Composer and singer Ysaÿe Barnwell ’67, ’68 will join Geneseo’s celebration of the life and legacy of Martin Luther King Jr. by conducting a Community Sing on Tuesday, February 27 at 6 p.m. in the College Union Ballroom. The sing is free and open to the public.
Barnwell was one of the longest-tenured members of the GRAMMY-nominated African American a cappella ensemble, “Sweet Honey in the Rock.” Sweet Honey draws upon a wide range of musical genres, including spirituals, blues, folk, gospel, jazz, popular and world music. Barnwell sang with the all-female group for 34 years, leaving in 2013 to pursue other callings.
Barnwell says the Community Sing will be a special event. “You don’t have to know how to sing for my Community Sings but you have to be willing to show up and raise your voice along with others who come,” says Barnwell. “I sing and the audience sings back. Before the evening is over we will become a choir of uncommon voices singing with great joy in four- to eight-part harmony, and raising the roof.”
Barnwell received a bachelor’s and master’s degree in speech pathology from Geneseo. She also earned a doctorate in speech pathology from the University Pittsburgh, and later, a master’s in public health from Howard University. She was also awarded an Honorary Doctorate of Humane Letters from Geneseo in 1998.
Barnwell is a prolific composer and has written many of the Sweet Honey’s songs. In addition, she has been commissioned to create music for dance, choral, film and stage productions. She is also an actress, having appeared on television and in the 1998 film, “Beloved,” based on the book by Toni Morrison, and starred Oprah Winfrey and Danny Glover.
Her career as musician, actor, and writer follows twelve years as a professor at the College of Dentistry, Howard University, and her work as project director on community health, technology, and art projects. Barnwell has been a commissioned composer on numerous choral, film, video, dance, and theatrical projects.

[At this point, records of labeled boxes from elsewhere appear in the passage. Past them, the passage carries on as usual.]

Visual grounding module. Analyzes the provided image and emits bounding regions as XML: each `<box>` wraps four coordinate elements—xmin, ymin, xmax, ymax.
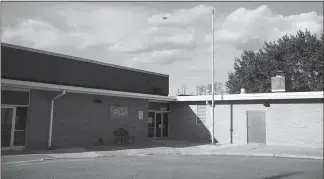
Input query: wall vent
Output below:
<box><xmin>271</xmin><ymin>71</ymin><xmax>286</xmax><ymax>93</ymax></box>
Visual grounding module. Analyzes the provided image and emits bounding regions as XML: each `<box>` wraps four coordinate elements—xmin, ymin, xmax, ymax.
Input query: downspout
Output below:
<box><xmin>47</xmin><ymin>90</ymin><xmax>65</xmax><ymax>149</ymax></box>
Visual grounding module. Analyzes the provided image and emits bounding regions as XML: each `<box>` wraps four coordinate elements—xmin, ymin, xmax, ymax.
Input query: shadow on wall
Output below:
<box><xmin>170</xmin><ymin>102</ymin><xmax>218</xmax><ymax>143</ymax></box>
<box><xmin>261</xmin><ymin>172</ymin><xmax>303</xmax><ymax>179</ymax></box>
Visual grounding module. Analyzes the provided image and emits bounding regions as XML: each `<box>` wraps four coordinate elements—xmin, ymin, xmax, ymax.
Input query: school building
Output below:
<box><xmin>1</xmin><ymin>43</ymin><xmax>323</xmax><ymax>150</ymax></box>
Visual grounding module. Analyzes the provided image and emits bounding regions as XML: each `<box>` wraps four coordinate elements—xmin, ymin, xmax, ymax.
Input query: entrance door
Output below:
<box><xmin>155</xmin><ymin>112</ymin><xmax>163</xmax><ymax>138</ymax></box>
<box><xmin>247</xmin><ymin>111</ymin><xmax>266</xmax><ymax>144</ymax></box>
<box><xmin>148</xmin><ymin>112</ymin><xmax>155</xmax><ymax>138</ymax></box>
<box><xmin>1</xmin><ymin>107</ymin><xmax>15</xmax><ymax>150</ymax></box>
<box><xmin>163</xmin><ymin>113</ymin><xmax>169</xmax><ymax>137</ymax></box>
<box><xmin>1</xmin><ymin>107</ymin><xmax>28</xmax><ymax>150</ymax></box>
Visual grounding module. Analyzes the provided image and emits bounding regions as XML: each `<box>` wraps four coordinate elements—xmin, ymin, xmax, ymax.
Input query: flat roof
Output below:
<box><xmin>176</xmin><ymin>91</ymin><xmax>324</xmax><ymax>102</ymax></box>
<box><xmin>1</xmin><ymin>42</ymin><xmax>169</xmax><ymax>77</ymax></box>
<box><xmin>1</xmin><ymin>79</ymin><xmax>324</xmax><ymax>102</ymax></box>
<box><xmin>1</xmin><ymin>79</ymin><xmax>175</xmax><ymax>101</ymax></box>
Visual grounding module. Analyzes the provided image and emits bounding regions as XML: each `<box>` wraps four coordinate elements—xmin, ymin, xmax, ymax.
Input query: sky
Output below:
<box><xmin>1</xmin><ymin>2</ymin><xmax>323</xmax><ymax>95</ymax></box>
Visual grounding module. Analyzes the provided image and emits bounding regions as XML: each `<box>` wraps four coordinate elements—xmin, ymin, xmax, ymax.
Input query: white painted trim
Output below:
<box><xmin>1</xmin><ymin>86</ymin><xmax>30</xmax><ymax>92</ymax></box>
<box><xmin>1</xmin><ymin>88</ymin><xmax>30</xmax><ymax>107</ymax></box>
<box><xmin>1</xmin><ymin>42</ymin><xmax>169</xmax><ymax>77</ymax></box>
<box><xmin>1</xmin><ymin>79</ymin><xmax>175</xmax><ymax>101</ymax></box>
<box><xmin>10</xmin><ymin>107</ymin><xmax>17</xmax><ymax>148</ymax></box>
<box><xmin>149</xmin><ymin>100</ymin><xmax>168</xmax><ymax>103</ymax></box>
<box><xmin>176</xmin><ymin>91</ymin><xmax>324</xmax><ymax>101</ymax></box>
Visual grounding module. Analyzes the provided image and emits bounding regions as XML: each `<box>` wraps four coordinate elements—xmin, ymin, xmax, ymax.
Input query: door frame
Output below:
<box><xmin>1</xmin><ymin>104</ymin><xmax>29</xmax><ymax>151</ymax></box>
<box><xmin>246</xmin><ymin>110</ymin><xmax>267</xmax><ymax>144</ymax></box>
<box><xmin>148</xmin><ymin>110</ymin><xmax>170</xmax><ymax>140</ymax></box>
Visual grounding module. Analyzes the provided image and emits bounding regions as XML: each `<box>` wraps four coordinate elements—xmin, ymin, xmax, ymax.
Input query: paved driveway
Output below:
<box><xmin>1</xmin><ymin>155</ymin><xmax>323</xmax><ymax>179</ymax></box>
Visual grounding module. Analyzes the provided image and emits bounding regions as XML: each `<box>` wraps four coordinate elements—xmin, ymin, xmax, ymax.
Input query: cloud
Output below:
<box><xmin>148</xmin><ymin>5</ymin><xmax>213</xmax><ymax>26</ymax></box>
<box><xmin>110</xmin><ymin>5</ymin><xmax>213</xmax><ymax>64</ymax></box>
<box><xmin>131</xmin><ymin>49</ymin><xmax>191</xmax><ymax>64</ymax></box>
<box><xmin>205</xmin><ymin>5</ymin><xmax>323</xmax><ymax>49</ymax></box>
<box><xmin>2</xmin><ymin>19</ymin><xmax>70</xmax><ymax>49</ymax></box>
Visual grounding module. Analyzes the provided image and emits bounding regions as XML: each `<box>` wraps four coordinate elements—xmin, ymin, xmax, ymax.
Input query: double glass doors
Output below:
<box><xmin>1</xmin><ymin>106</ymin><xmax>28</xmax><ymax>150</ymax></box>
<box><xmin>148</xmin><ymin>112</ymin><xmax>169</xmax><ymax>139</ymax></box>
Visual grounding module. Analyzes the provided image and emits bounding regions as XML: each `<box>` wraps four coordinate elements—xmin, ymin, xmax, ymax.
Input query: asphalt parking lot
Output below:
<box><xmin>1</xmin><ymin>156</ymin><xmax>323</xmax><ymax>179</ymax></box>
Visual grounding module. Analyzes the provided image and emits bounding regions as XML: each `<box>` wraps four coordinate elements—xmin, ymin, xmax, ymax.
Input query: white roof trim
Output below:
<box><xmin>1</xmin><ymin>79</ymin><xmax>175</xmax><ymax>101</ymax></box>
<box><xmin>1</xmin><ymin>42</ymin><xmax>169</xmax><ymax>77</ymax></box>
<box><xmin>176</xmin><ymin>91</ymin><xmax>324</xmax><ymax>101</ymax></box>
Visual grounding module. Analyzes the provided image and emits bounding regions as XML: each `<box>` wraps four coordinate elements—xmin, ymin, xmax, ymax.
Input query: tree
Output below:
<box><xmin>196</xmin><ymin>82</ymin><xmax>226</xmax><ymax>95</ymax></box>
<box><xmin>177</xmin><ymin>84</ymin><xmax>187</xmax><ymax>95</ymax></box>
<box><xmin>226</xmin><ymin>30</ymin><xmax>324</xmax><ymax>94</ymax></box>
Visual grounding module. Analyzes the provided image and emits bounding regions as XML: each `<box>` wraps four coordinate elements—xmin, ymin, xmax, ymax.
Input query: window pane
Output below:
<box><xmin>1</xmin><ymin>108</ymin><xmax>13</xmax><ymax>147</ymax></box>
<box><xmin>14</xmin><ymin>131</ymin><xmax>26</xmax><ymax>146</ymax></box>
<box><xmin>15</xmin><ymin>107</ymin><xmax>28</xmax><ymax>130</ymax></box>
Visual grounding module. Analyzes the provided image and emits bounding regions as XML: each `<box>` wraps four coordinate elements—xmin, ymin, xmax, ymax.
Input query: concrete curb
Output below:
<box><xmin>1</xmin><ymin>158</ymin><xmax>55</xmax><ymax>165</ymax></box>
<box><xmin>209</xmin><ymin>153</ymin><xmax>323</xmax><ymax>160</ymax></box>
<box><xmin>2</xmin><ymin>151</ymin><xmax>323</xmax><ymax>165</ymax></box>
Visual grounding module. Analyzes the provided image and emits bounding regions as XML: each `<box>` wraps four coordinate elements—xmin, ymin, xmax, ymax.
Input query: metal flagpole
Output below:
<box><xmin>211</xmin><ymin>9</ymin><xmax>215</xmax><ymax>144</ymax></box>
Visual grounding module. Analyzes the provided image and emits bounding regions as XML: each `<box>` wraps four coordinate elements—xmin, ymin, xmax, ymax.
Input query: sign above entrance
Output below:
<box><xmin>149</xmin><ymin>102</ymin><xmax>171</xmax><ymax>112</ymax></box>
<box><xmin>110</xmin><ymin>105</ymin><xmax>128</xmax><ymax>118</ymax></box>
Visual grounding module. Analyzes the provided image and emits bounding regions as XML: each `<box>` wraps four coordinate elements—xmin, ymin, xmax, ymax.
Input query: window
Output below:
<box><xmin>153</xmin><ymin>88</ymin><xmax>162</xmax><ymax>95</ymax></box>
<box><xmin>110</xmin><ymin>105</ymin><xmax>128</xmax><ymax>118</ymax></box>
<box><xmin>196</xmin><ymin>105</ymin><xmax>207</xmax><ymax>125</ymax></box>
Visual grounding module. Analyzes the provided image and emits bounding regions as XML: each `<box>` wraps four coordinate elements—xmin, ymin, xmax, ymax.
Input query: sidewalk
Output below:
<box><xmin>1</xmin><ymin>143</ymin><xmax>323</xmax><ymax>164</ymax></box>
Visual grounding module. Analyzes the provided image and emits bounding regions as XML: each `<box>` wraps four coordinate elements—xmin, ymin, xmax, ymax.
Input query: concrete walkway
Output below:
<box><xmin>1</xmin><ymin>143</ymin><xmax>323</xmax><ymax>164</ymax></box>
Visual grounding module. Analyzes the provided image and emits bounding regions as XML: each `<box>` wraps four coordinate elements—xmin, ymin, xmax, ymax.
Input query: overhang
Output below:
<box><xmin>1</xmin><ymin>79</ymin><xmax>175</xmax><ymax>101</ymax></box>
<box><xmin>176</xmin><ymin>91</ymin><xmax>324</xmax><ymax>101</ymax></box>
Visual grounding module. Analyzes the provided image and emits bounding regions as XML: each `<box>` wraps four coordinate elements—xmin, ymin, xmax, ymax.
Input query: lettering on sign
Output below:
<box><xmin>110</xmin><ymin>105</ymin><xmax>128</xmax><ymax>118</ymax></box>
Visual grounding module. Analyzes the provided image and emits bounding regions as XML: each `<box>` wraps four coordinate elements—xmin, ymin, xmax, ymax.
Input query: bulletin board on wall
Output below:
<box><xmin>110</xmin><ymin>105</ymin><xmax>128</xmax><ymax>118</ymax></box>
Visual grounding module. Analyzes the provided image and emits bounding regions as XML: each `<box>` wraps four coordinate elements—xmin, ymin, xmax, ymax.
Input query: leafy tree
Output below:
<box><xmin>196</xmin><ymin>82</ymin><xmax>226</xmax><ymax>95</ymax></box>
<box><xmin>226</xmin><ymin>30</ymin><xmax>324</xmax><ymax>94</ymax></box>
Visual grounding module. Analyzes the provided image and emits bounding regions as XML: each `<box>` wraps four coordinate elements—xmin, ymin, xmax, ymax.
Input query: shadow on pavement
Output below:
<box><xmin>261</xmin><ymin>172</ymin><xmax>303</xmax><ymax>179</ymax></box>
<box><xmin>1</xmin><ymin>140</ymin><xmax>220</xmax><ymax>156</ymax></box>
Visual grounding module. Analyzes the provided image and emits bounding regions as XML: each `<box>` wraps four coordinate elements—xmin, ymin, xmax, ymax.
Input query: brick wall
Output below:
<box><xmin>27</xmin><ymin>91</ymin><xmax>148</xmax><ymax>148</ymax></box>
<box><xmin>170</xmin><ymin>100</ymin><xmax>323</xmax><ymax>148</ymax></box>
<box><xmin>169</xmin><ymin>102</ymin><xmax>210</xmax><ymax>141</ymax></box>
<box><xmin>266</xmin><ymin>103</ymin><xmax>323</xmax><ymax>148</ymax></box>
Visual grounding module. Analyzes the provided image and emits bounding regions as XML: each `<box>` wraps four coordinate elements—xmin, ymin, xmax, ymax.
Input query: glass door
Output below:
<box><xmin>1</xmin><ymin>107</ymin><xmax>15</xmax><ymax>150</ymax></box>
<box><xmin>163</xmin><ymin>113</ymin><xmax>169</xmax><ymax>137</ymax></box>
<box><xmin>155</xmin><ymin>112</ymin><xmax>163</xmax><ymax>138</ymax></box>
<box><xmin>148</xmin><ymin>112</ymin><xmax>155</xmax><ymax>139</ymax></box>
<box><xmin>1</xmin><ymin>106</ymin><xmax>28</xmax><ymax>150</ymax></box>
<box><xmin>13</xmin><ymin>107</ymin><xmax>28</xmax><ymax>148</ymax></box>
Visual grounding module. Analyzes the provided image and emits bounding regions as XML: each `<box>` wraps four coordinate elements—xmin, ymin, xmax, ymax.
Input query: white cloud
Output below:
<box><xmin>132</xmin><ymin>49</ymin><xmax>191</xmax><ymax>64</ymax></box>
<box><xmin>149</xmin><ymin>5</ymin><xmax>213</xmax><ymax>26</ymax></box>
<box><xmin>205</xmin><ymin>5</ymin><xmax>323</xmax><ymax>48</ymax></box>
<box><xmin>2</xmin><ymin>19</ymin><xmax>69</xmax><ymax>49</ymax></box>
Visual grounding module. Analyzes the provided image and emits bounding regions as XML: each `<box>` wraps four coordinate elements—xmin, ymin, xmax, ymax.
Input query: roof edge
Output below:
<box><xmin>1</xmin><ymin>42</ymin><xmax>169</xmax><ymax>77</ymax></box>
<box><xmin>1</xmin><ymin>79</ymin><xmax>175</xmax><ymax>101</ymax></box>
<box><xmin>175</xmin><ymin>91</ymin><xmax>324</xmax><ymax>101</ymax></box>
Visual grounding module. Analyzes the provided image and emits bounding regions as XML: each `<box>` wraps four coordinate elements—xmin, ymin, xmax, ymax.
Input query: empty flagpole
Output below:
<box><xmin>211</xmin><ymin>9</ymin><xmax>215</xmax><ymax>144</ymax></box>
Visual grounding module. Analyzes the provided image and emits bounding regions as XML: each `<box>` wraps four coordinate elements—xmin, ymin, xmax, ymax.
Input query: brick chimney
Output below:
<box><xmin>271</xmin><ymin>71</ymin><xmax>286</xmax><ymax>93</ymax></box>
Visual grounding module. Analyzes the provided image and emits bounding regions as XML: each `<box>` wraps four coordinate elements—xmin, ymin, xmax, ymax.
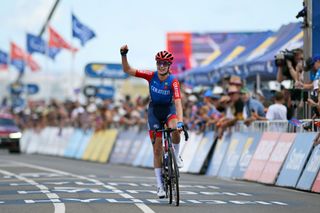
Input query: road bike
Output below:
<box><xmin>156</xmin><ymin>128</ymin><xmax>189</xmax><ymax>206</ymax></box>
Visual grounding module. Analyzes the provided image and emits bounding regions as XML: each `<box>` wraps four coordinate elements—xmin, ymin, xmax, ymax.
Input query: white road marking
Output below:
<box><xmin>0</xmin><ymin>169</ymin><xmax>66</xmax><ymax>213</ymax></box>
<box><xmin>13</xmin><ymin>162</ymin><xmax>155</xmax><ymax>213</ymax></box>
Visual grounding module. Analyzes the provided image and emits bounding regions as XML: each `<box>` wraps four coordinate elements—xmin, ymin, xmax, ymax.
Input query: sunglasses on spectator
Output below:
<box><xmin>157</xmin><ymin>61</ymin><xmax>171</xmax><ymax>67</ymax></box>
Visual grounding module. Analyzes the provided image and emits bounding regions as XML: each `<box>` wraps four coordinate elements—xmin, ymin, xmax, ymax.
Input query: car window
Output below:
<box><xmin>0</xmin><ymin>118</ymin><xmax>15</xmax><ymax>126</ymax></box>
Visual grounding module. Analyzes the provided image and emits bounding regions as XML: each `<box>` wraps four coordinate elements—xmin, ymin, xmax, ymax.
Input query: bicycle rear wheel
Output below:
<box><xmin>169</xmin><ymin>148</ymin><xmax>180</xmax><ymax>206</ymax></box>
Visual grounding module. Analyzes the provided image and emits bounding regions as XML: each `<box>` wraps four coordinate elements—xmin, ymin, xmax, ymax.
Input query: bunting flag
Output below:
<box><xmin>49</xmin><ymin>27</ymin><xmax>77</xmax><ymax>52</ymax></box>
<box><xmin>27</xmin><ymin>33</ymin><xmax>61</xmax><ymax>60</ymax></box>
<box><xmin>10</xmin><ymin>42</ymin><xmax>26</xmax><ymax>72</ymax></box>
<box><xmin>0</xmin><ymin>50</ymin><xmax>8</xmax><ymax>70</ymax></box>
<box><xmin>72</xmin><ymin>14</ymin><xmax>96</xmax><ymax>46</ymax></box>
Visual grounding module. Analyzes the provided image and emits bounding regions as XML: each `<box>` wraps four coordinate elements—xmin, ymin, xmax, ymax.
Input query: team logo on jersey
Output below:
<box><xmin>164</xmin><ymin>82</ymin><xmax>168</xmax><ymax>89</ymax></box>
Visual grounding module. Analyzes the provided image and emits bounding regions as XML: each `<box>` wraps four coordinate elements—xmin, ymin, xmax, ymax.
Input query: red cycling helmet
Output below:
<box><xmin>156</xmin><ymin>50</ymin><xmax>173</xmax><ymax>63</ymax></box>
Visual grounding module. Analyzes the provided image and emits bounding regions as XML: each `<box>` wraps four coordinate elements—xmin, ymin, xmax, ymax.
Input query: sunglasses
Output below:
<box><xmin>157</xmin><ymin>61</ymin><xmax>171</xmax><ymax>67</ymax></box>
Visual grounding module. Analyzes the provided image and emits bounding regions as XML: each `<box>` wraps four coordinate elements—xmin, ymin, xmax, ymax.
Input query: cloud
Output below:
<box><xmin>10</xmin><ymin>0</ymin><xmax>55</xmax><ymax>32</ymax></box>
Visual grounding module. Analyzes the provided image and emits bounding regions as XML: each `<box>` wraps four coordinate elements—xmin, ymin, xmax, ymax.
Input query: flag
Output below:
<box><xmin>27</xmin><ymin>33</ymin><xmax>46</xmax><ymax>54</ymax></box>
<box><xmin>26</xmin><ymin>54</ymin><xmax>40</xmax><ymax>71</ymax></box>
<box><xmin>0</xmin><ymin>50</ymin><xmax>8</xmax><ymax>70</ymax></box>
<box><xmin>72</xmin><ymin>14</ymin><xmax>96</xmax><ymax>46</ymax></box>
<box><xmin>10</xmin><ymin>42</ymin><xmax>26</xmax><ymax>72</ymax></box>
<box><xmin>27</xmin><ymin>33</ymin><xmax>61</xmax><ymax>59</ymax></box>
<box><xmin>49</xmin><ymin>27</ymin><xmax>77</xmax><ymax>52</ymax></box>
<box><xmin>48</xmin><ymin>47</ymin><xmax>61</xmax><ymax>60</ymax></box>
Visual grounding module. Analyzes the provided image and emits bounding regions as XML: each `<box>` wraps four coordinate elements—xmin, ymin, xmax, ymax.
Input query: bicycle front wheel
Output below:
<box><xmin>170</xmin><ymin>148</ymin><xmax>180</xmax><ymax>206</ymax></box>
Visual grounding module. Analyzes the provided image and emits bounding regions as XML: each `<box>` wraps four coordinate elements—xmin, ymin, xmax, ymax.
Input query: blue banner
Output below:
<box><xmin>72</xmin><ymin>14</ymin><xmax>96</xmax><ymax>46</ymax></box>
<box><xmin>85</xmin><ymin>63</ymin><xmax>128</xmax><ymax>79</ymax></box>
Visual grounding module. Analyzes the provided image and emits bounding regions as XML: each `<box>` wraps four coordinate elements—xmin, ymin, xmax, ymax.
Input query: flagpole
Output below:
<box><xmin>70</xmin><ymin>8</ymin><xmax>78</xmax><ymax>99</ymax></box>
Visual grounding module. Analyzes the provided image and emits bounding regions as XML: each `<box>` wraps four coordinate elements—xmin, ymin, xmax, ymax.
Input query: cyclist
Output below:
<box><xmin>120</xmin><ymin>45</ymin><xmax>184</xmax><ymax>198</ymax></box>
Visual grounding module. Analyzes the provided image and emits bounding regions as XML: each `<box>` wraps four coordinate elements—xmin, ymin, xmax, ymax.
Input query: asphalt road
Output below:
<box><xmin>0</xmin><ymin>150</ymin><xmax>320</xmax><ymax>213</ymax></box>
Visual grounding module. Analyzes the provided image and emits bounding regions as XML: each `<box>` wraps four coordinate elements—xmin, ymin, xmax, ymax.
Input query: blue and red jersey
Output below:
<box><xmin>135</xmin><ymin>70</ymin><xmax>181</xmax><ymax>105</ymax></box>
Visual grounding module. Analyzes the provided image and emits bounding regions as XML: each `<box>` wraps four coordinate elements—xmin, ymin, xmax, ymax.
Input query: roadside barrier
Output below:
<box><xmin>20</xmin><ymin>122</ymin><xmax>320</xmax><ymax>193</ymax></box>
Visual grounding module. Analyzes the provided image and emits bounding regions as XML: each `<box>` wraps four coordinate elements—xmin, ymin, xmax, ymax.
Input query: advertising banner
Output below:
<box><xmin>296</xmin><ymin>144</ymin><xmax>320</xmax><ymax>190</ymax></box>
<box><xmin>276</xmin><ymin>132</ymin><xmax>316</xmax><ymax>187</ymax></box>
<box><xmin>206</xmin><ymin>132</ymin><xmax>232</xmax><ymax>176</ymax></box>
<box><xmin>258</xmin><ymin>133</ymin><xmax>296</xmax><ymax>184</ymax></box>
<box><xmin>244</xmin><ymin>132</ymin><xmax>280</xmax><ymax>181</ymax></box>
<box><xmin>187</xmin><ymin>131</ymin><xmax>214</xmax><ymax>173</ymax></box>
<box><xmin>231</xmin><ymin>132</ymin><xmax>262</xmax><ymax>179</ymax></box>
<box><xmin>85</xmin><ymin>63</ymin><xmax>128</xmax><ymax>79</ymax></box>
<box><xmin>218</xmin><ymin>132</ymin><xmax>248</xmax><ymax>177</ymax></box>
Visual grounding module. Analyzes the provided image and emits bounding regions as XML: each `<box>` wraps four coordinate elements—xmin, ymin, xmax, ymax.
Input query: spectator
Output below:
<box><xmin>266</xmin><ymin>92</ymin><xmax>287</xmax><ymax>121</ymax></box>
<box><xmin>240</xmin><ymin>88</ymin><xmax>265</xmax><ymax>126</ymax></box>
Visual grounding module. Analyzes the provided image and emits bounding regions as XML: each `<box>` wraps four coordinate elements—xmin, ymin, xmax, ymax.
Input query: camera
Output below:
<box><xmin>274</xmin><ymin>50</ymin><xmax>296</xmax><ymax>67</ymax></box>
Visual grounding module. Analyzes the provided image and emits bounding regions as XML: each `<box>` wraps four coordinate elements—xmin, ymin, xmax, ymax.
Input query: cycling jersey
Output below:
<box><xmin>135</xmin><ymin>70</ymin><xmax>181</xmax><ymax>131</ymax></box>
<box><xmin>135</xmin><ymin>70</ymin><xmax>181</xmax><ymax>105</ymax></box>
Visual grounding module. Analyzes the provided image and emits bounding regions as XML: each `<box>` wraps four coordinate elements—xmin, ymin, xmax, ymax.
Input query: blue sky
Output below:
<box><xmin>0</xmin><ymin>0</ymin><xmax>303</xmax><ymax>74</ymax></box>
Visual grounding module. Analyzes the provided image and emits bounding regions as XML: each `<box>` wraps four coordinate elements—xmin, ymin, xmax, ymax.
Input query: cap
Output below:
<box><xmin>311</xmin><ymin>55</ymin><xmax>320</xmax><ymax>65</ymax></box>
<box><xmin>203</xmin><ymin>89</ymin><xmax>213</xmax><ymax>98</ymax></box>
<box><xmin>229</xmin><ymin>75</ymin><xmax>242</xmax><ymax>85</ymax></box>
<box><xmin>228</xmin><ymin>86</ymin><xmax>239</xmax><ymax>94</ymax></box>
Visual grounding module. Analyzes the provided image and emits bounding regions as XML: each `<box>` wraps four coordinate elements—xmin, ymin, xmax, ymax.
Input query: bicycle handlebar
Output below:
<box><xmin>155</xmin><ymin>127</ymin><xmax>189</xmax><ymax>141</ymax></box>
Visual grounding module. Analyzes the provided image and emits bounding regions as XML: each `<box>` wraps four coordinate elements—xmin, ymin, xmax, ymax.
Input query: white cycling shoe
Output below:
<box><xmin>176</xmin><ymin>155</ymin><xmax>184</xmax><ymax>168</ymax></box>
<box><xmin>157</xmin><ymin>187</ymin><xmax>166</xmax><ymax>199</ymax></box>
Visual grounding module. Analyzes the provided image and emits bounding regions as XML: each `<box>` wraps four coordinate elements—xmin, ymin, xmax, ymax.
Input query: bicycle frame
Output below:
<box><xmin>155</xmin><ymin>128</ymin><xmax>188</xmax><ymax>206</ymax></box>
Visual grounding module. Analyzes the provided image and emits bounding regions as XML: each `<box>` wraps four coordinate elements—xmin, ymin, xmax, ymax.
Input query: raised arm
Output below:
<box><xmin>120</xmin><ymin>45</ymin><xmax>136</xmax><ymax>76</ymax></box>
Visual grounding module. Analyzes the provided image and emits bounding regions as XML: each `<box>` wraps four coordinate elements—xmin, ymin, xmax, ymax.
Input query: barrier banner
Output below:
<box><xmin>132</xmin><ymin>134</ymin><xmax>152</xmax><ymax>166</ymax></box>
<box><xmin>231</xmin><ymin>132</ymin><xmax>262</xmax><ymax>179</ymax></box>
<box><xmin>20</xmin><ymin>129</ymin><xmax>34</xmax><ymax>152</ymax></box>
<box><xmin>42</xmin><ymin>127</ymin><xmax>59</xmax><ymax>155</ymax></box>
<box><xmin>244</xmin><ymin>132</ymin><xmax>280</xmax><ymax>181</ymax></box>
<box><xmin>82</xmin><ymin>132</ymin><xmax>99</xmax><ymax>160</ymax></box>
<box><xmin>311</xmin><ymin>171</ymin><xmax>320</xmax><ymax>193</ymax></box>
<box><xmin>98</xmin><ymin>129</ymin><xmax>118</xmax><ymax>163</ymax></box>
<box><xmin>276</xmin><ymin>132</ymin><xmax>316</xmax><ymax>187</ymax></box>
<box><xmin>296</xmin><ymin>144</ymin><xmax>320</xmax><ymax>190</ymax></box>
<box><xmin>258</xmin><ymin>133</ymin><xmax>296</xmax><ymax>184</ymax></box>
<box><xmin>180</xmin><ymin>131</ymin><xmax>203</xmax><ymax>172</ymax></box>
<box><xmin>125</xmin><ymin>130</ymin><xmax>149</xmax><ymax>165</ymax></box>
<box><xmin>56</xmin><ymin>127</ymin><xmax>74</xmax><ymax>156</ymax></box>
<box><xmin>89</xmin><ymin>130</ymin><xmax>109</xmax><ymax>161</ymax></box>
<box><xmin>218</xmin><ymin>132</ymin><xmax>248</xmax><ymax>177</ymax></box>
<box><xmin>206</xmin><ymin>132</ymin><xmax>232</xmax><ymax>176</ymax></box>
<box><xmin>75</xmin><ymin>130</ymin><xmax>93</xmax><ymax>159</ymax></box>
<box><xmin>187</xmin><ymin>131</ymin><xmax>215</xmax><ymax>174</ymax></box>
<box><xmin>64</xmin><ymin>129</ymin><xmax>83</xmax><ymax>158</ymax></box>
<box><xmin>110</xmin><ymin>128</ymin><xmax>138</xmax><ymax>163</ymax></box>
<box><xmin>141</xmin><ymin>137</ymin><xmax>153</xmax><ymax>168</ymax></box>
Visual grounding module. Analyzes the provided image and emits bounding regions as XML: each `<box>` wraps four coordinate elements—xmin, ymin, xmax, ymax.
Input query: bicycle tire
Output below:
<box><xmin>168</xmin><ymin>150</ymin><xmax>173</xmax><ymax>204</ymax></box>
<box><xmin>161</xmin><ymin>154</ymin><xmax>168</xmax><ymax>198</ymax></box>
<box><xmin>170</xmin><ymin>148</ymin><xmax>180</xmax><ymax>206</ymax></box>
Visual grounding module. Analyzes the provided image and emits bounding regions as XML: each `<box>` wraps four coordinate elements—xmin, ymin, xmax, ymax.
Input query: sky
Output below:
<box><xmin>0</xmin><ymin>0</ymin><xmax>303</xmax><ymax>75</ymax></box>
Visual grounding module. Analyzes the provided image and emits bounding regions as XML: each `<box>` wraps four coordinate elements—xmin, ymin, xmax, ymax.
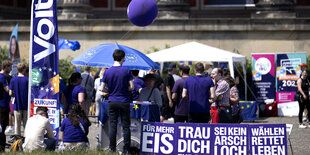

As a student at Geneseo, Barnwell was active and involved. She performed with the Chamber Singers and as a solo folksinger; acted in numerous plays; spearheaded invitations to visiting performers; tutored migrant workers, joined the Northern Student Movement organization, and worked with other students and faculty to support the Civil Rights Movement. When Martin Luther King, Jr. was assassinated in 1968, Barnwell was completing work on her Geneseo master's degree and was asked to sing at Geneseo's first memorial commemoration for Dr. King.
Professor of history, Emilye Crosby, who’s planning this month’s commemoration, says, “As a society, we recognize that Dr. King as the most visible leader of the modern Civil Rights Movement, but unfortunately we have frozen him in time with his famous ‘I Have a Dream Speech.’ His life addressed so many more issues related to social justice, including poverty and militarism. In our commemorations at Geneseo, we try to emphasize those efforts and struggles as well as contemporary issues of race and justice.”
The Community Sing is sponsored by the Office of the Provost, Geneseo's Office of Alumni Relations, Black Studies Program, Department of History, Office of Multicultural Programs and Services, Teaching Learning Center, the Institute for Community Well Being, the Black Student Union.